The spotlight is firmly on George Osborne. In 48 hours, he’ll deliver a budget amid economic flatlining and public volatility which, if it fails, will result in calls for the Chancellor’s head as he’s only created 0.7 per cent growth during his entire 34 month tenure.
That’s alarming as there’s a frightening lack of ideas in Wednesday’s shenanigans. The leaks so far suggest that Mark Carney targeting growth or unemployment is the most revolutionary policy that we can expect; yet isn’t creating a Deputy Chancellorship more about spreading the blame come the 2015 election than sparking a second industrial revolution?

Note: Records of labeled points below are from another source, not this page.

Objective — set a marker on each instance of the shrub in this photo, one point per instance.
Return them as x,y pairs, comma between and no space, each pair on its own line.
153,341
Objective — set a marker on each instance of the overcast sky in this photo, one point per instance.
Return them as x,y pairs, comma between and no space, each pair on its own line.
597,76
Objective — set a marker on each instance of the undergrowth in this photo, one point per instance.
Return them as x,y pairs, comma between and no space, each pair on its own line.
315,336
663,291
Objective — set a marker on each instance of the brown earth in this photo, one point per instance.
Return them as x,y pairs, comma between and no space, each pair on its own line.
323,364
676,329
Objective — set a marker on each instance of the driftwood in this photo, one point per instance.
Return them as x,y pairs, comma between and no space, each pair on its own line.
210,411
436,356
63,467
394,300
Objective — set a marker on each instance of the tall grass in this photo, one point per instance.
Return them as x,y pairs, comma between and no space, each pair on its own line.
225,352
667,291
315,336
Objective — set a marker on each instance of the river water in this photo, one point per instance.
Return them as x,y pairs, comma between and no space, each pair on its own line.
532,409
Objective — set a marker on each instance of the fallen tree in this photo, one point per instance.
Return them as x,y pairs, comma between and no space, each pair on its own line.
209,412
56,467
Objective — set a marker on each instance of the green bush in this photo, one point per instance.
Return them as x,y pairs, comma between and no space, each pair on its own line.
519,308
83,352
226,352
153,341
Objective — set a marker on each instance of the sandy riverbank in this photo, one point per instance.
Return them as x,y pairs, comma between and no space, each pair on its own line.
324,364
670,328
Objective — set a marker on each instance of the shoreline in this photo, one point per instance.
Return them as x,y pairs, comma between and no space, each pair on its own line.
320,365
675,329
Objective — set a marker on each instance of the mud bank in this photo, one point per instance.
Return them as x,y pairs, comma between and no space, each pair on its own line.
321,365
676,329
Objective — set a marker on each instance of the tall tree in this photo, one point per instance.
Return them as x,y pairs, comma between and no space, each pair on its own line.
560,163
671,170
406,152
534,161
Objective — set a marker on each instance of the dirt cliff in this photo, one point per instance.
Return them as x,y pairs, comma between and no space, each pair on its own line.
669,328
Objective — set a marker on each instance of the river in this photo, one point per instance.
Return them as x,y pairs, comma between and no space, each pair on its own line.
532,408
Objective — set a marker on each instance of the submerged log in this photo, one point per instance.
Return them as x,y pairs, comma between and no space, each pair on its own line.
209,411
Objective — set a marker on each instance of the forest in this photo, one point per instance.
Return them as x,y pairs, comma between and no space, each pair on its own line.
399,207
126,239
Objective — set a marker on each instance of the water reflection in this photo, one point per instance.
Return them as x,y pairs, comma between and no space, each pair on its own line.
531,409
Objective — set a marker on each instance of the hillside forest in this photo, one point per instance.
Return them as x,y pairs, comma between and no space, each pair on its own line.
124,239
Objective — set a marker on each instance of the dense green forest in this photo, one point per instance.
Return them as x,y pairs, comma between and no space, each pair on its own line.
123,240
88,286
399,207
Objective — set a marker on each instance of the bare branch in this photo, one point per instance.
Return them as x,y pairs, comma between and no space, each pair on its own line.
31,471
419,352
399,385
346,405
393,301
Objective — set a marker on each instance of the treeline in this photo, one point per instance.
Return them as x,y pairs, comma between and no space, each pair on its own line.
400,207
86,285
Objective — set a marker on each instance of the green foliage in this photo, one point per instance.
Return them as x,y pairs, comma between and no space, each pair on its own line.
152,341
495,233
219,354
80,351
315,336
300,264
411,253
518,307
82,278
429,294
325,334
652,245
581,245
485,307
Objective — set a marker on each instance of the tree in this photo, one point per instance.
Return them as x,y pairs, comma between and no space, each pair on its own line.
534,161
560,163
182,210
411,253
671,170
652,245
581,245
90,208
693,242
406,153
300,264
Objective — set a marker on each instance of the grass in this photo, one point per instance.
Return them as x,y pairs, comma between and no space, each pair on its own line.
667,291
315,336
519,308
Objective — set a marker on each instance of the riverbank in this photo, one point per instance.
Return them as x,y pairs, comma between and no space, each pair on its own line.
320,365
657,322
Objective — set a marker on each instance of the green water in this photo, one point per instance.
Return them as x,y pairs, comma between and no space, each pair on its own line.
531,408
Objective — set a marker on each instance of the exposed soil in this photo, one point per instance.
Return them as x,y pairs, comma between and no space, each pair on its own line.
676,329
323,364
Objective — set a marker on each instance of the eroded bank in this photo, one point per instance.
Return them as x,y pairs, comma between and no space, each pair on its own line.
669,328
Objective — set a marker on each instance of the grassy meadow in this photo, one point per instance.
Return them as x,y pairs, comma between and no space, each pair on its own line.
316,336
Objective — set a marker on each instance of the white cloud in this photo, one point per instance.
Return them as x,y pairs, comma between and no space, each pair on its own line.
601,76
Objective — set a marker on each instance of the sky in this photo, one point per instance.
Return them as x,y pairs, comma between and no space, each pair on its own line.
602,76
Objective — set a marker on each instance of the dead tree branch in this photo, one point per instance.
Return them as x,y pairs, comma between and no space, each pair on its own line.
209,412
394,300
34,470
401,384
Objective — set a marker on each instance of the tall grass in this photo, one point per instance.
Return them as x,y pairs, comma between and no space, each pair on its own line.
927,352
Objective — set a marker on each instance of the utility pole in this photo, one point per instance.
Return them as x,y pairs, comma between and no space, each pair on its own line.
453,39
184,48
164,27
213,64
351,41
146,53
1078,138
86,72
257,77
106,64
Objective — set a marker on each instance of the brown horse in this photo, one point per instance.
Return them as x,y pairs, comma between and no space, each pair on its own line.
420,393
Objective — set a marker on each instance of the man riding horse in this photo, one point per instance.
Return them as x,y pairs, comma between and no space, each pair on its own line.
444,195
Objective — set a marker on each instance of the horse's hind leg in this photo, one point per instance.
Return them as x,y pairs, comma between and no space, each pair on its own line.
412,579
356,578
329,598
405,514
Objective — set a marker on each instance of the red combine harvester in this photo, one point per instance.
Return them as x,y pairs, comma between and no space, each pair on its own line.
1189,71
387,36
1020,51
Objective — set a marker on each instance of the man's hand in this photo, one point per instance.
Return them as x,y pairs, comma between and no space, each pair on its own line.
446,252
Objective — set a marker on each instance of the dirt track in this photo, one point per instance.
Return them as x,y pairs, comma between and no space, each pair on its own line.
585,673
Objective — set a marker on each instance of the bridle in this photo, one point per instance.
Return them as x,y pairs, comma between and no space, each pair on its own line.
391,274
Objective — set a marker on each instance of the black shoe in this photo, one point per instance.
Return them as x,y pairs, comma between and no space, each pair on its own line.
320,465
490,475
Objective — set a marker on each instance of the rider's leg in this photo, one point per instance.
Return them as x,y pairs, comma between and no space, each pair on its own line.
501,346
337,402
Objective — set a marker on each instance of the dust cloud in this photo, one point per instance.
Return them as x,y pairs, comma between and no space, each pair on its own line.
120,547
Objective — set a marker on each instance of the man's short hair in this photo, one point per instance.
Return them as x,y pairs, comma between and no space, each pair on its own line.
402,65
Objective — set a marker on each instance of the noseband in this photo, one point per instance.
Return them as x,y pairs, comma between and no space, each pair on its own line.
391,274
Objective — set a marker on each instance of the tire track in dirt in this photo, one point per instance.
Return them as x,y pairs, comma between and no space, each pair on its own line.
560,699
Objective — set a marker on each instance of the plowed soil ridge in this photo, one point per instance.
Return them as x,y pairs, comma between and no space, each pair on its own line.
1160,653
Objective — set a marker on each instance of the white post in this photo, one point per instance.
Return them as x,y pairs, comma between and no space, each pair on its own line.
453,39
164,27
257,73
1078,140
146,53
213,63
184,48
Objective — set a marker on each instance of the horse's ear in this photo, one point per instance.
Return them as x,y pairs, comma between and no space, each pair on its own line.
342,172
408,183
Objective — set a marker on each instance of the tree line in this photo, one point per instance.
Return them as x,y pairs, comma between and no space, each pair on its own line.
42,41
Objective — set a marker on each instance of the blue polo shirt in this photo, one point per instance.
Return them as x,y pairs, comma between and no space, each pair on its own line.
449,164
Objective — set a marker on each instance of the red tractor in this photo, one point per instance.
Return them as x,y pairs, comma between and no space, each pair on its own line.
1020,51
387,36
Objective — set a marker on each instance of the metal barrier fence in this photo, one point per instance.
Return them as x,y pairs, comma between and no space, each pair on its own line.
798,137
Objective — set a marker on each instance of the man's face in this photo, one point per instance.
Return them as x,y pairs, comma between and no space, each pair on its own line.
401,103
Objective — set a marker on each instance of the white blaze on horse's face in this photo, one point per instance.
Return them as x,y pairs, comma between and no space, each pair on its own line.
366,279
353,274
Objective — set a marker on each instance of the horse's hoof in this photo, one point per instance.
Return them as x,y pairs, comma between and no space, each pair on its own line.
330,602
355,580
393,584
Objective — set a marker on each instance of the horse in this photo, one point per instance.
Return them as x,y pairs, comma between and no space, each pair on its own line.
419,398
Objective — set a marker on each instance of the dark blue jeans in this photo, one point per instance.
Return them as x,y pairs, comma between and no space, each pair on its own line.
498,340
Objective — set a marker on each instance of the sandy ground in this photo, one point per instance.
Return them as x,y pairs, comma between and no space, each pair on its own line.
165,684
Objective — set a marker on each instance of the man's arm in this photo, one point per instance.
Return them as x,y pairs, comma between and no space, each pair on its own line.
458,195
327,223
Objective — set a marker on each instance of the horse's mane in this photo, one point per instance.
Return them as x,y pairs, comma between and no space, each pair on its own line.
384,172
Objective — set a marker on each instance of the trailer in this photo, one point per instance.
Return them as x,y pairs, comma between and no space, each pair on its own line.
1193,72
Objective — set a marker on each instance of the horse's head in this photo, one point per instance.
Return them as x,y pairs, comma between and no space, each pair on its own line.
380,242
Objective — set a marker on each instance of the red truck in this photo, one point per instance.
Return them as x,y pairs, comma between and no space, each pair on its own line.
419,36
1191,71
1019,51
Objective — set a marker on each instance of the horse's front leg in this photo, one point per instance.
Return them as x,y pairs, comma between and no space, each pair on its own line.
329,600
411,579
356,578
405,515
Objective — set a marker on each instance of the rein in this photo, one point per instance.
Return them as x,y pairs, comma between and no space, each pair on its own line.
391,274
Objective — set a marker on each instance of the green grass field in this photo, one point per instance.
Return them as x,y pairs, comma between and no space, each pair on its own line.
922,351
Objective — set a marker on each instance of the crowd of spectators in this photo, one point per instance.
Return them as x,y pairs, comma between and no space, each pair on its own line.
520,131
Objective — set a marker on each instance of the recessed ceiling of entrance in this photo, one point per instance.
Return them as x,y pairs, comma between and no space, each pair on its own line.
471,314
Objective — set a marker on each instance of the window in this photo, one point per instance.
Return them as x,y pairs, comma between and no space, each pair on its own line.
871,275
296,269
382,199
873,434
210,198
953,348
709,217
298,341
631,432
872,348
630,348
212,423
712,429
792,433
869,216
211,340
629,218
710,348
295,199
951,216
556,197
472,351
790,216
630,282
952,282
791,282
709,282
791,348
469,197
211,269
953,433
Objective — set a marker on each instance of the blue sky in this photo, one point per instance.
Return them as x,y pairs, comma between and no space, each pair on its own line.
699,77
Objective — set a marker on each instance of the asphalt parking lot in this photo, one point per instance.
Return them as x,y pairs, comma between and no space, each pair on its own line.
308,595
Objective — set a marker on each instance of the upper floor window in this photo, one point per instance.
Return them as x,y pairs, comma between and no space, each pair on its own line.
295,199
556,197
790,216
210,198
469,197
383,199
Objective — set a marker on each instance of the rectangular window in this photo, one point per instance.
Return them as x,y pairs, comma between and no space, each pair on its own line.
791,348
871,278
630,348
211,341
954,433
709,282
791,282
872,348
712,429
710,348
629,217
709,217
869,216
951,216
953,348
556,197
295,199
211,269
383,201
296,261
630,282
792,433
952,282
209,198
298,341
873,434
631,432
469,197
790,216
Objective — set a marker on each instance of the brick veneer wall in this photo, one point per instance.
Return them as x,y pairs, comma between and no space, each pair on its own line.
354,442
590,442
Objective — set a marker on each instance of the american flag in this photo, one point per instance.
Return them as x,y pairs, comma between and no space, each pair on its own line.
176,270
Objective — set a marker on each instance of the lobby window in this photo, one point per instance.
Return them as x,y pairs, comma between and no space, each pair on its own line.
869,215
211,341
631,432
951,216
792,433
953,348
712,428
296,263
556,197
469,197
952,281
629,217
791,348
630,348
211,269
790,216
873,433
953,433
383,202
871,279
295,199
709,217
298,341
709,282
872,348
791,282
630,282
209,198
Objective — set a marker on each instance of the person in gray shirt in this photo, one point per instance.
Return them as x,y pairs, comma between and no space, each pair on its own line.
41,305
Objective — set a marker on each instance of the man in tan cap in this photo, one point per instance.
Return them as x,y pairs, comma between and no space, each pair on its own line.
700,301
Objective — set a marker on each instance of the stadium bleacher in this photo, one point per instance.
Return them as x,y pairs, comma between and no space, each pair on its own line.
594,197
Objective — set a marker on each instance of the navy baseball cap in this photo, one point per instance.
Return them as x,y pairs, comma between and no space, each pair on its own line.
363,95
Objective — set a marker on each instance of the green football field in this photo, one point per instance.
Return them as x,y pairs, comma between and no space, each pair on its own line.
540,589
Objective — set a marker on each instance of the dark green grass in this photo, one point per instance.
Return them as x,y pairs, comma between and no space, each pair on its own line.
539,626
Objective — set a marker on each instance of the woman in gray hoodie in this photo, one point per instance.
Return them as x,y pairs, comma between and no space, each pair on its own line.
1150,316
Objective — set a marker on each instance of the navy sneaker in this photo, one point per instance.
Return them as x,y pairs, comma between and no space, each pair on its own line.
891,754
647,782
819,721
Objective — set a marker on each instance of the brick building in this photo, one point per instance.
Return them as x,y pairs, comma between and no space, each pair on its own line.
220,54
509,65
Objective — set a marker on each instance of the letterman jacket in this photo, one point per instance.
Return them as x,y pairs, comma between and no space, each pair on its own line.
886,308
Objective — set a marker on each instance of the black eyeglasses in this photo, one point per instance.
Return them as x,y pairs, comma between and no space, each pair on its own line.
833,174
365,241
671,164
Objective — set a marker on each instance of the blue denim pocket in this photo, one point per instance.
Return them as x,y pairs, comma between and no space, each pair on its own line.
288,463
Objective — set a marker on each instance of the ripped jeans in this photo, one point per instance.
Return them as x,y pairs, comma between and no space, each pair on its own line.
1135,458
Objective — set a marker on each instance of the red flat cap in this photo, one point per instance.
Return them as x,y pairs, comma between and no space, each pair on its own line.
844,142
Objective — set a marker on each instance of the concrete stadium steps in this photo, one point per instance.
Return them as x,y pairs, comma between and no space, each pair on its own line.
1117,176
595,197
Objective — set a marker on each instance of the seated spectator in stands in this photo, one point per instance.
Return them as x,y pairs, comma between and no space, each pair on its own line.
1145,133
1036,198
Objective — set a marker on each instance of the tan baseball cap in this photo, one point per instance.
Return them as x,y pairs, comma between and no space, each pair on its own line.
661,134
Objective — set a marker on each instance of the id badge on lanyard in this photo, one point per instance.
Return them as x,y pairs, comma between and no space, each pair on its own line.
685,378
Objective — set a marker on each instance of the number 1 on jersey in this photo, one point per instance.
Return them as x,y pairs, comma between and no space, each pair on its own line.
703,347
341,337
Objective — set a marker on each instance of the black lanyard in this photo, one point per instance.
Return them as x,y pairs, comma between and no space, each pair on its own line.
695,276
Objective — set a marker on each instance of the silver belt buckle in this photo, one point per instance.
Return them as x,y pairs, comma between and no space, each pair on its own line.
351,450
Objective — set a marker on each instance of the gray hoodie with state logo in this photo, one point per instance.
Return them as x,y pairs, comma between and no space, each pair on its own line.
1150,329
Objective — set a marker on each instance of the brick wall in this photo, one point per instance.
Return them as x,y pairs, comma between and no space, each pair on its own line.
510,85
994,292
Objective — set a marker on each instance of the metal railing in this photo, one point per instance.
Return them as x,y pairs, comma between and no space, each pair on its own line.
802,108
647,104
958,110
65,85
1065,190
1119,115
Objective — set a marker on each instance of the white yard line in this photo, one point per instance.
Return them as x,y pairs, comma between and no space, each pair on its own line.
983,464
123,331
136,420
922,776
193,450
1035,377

As a British citizen, I find the whole episode deeply disappointing. The country’s back is against the wall and so the public are desperate for a politician to try something new. Yet all the House of Commons offers is supply side economics versus demand side economics, a yawningly repetitious argument which isn’t simply Osborne’s fault: it’s Cable’s, as Business Secretary, it’s Balls’, as Shadow Chancellor, it’s the mandarins’, it’s academia’s, it’s all of our fault.
Yes, the next few days will be marked by political manoeuvring – Labour will, for example, scream about Osborne playing to the rich by chopping corporation tax from 28p to 21p and giving 13,000 millionaires a £100,000 tax cut – yet the focus should be on the failure in the collective imagination.
The UK is crying out for fresh ideas and so more news time should be given to the likes of Douglas Carswell MP, who, in the Guardian, is quoted as calling for a dramatic reduction in Whitehall which would allow for £26bn in tax cuts, including cutting corporation tax to 11 per cent and capital gains tax to 0 per cent.
You may think the policies are barmy, but at least they’re different. Given the established thinking has produced little more than an economic murmur, pungent debate is needed.
This article first appeared on Spear’s.